Fractal Implementation, or, On the Dangers of David Allen's Finger

BnugWiki : GtDBackToBasics

While doing some file pruning yesterday, I ran across a printout of a page I’d visited (and linked to, via del.icio.us) back in January.

In it, BigNosed UglyGuy throws down a sobering bitch-slap on the impulse to tinker endlessly with your GTD system—to try and catch yourself as you start into the inevitably fractal “Cycle of Implementation.” All the better, one hopes, to stop your meta-work before your head slips—completely efficiently, mind you—up your butt. Quoting:

  1. First, understand that the primary focus should always be the projects & tasks at hand, rather than the mechanics of the methodology.
  2. Scrap (or freeze for the time being at least) the extant implementation - trying to retro-engineer is just backward tweaking…
  3. Start again immediately with just tasks — a To Do list (minimal notes) and hard landscape stuff in Calendar…
  4. Only when the basics are working smoothly, start reintroducing the elements of one’s preferred implementation…

Yep.
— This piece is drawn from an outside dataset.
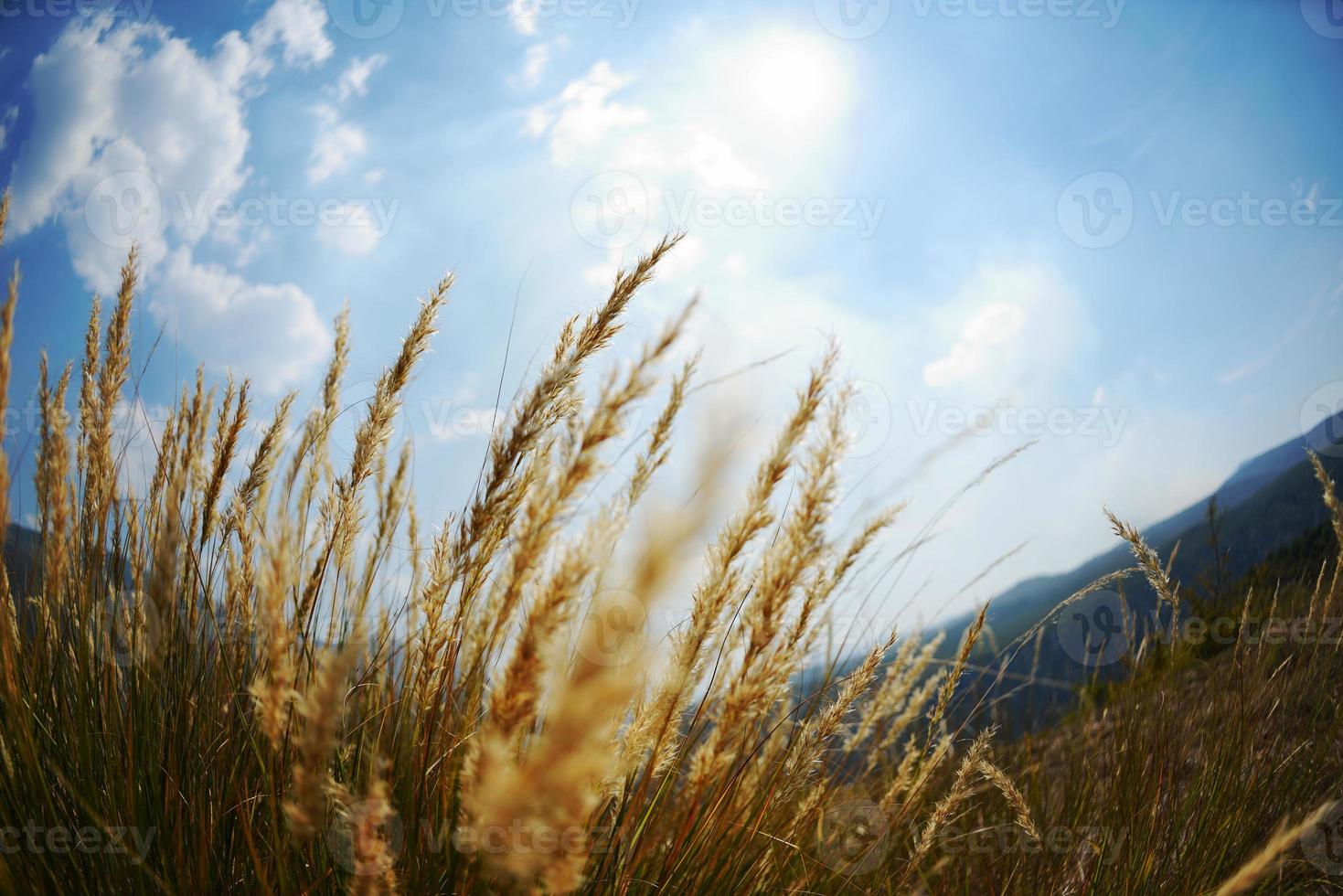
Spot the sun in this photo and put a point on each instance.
(790, 80)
Brilliant, and right on.

This is my stake in the ground about GTD: if you can stay focused on drawing from its best practices to get more of the important things in your life accomplished, then you’ll be a happy kid. For real. But if, like a seeming majority of people I encounter these days, you allow yourself to obsess endlessly over the minutest details of implementation and maintenance—well, you’re screwed. You’re wasting your time.

Not to rely too heavily on the Zen parables here, but keep checking yourself: are you gazing at the moon, or just staring at David Allen’s finger?

I disagree. Firstly, if...

I disagree.

Firstly, if you have strong grounded fundamentals in the habits of collection, next actions, and outcome focusing and use the GTD method as a delivery system to get organised there shouldn’t be any problem ‘straying from the path’.

Secondly, the ‘play’ factor is important because it increases innovation, creativity and stops you from being so monastic in day to day implementation of GTD. Playing and tweaking with the system in real life organisational moments makes you appreciate the importance of the fundamentals and the GTD delivery system and allows you to come up with your own personal GTD ‘style’.

Like Pat Kane, author of the Play Ethic, said “The trivialization of play was the work ethic’s most lasting, and most regrettable achievement.”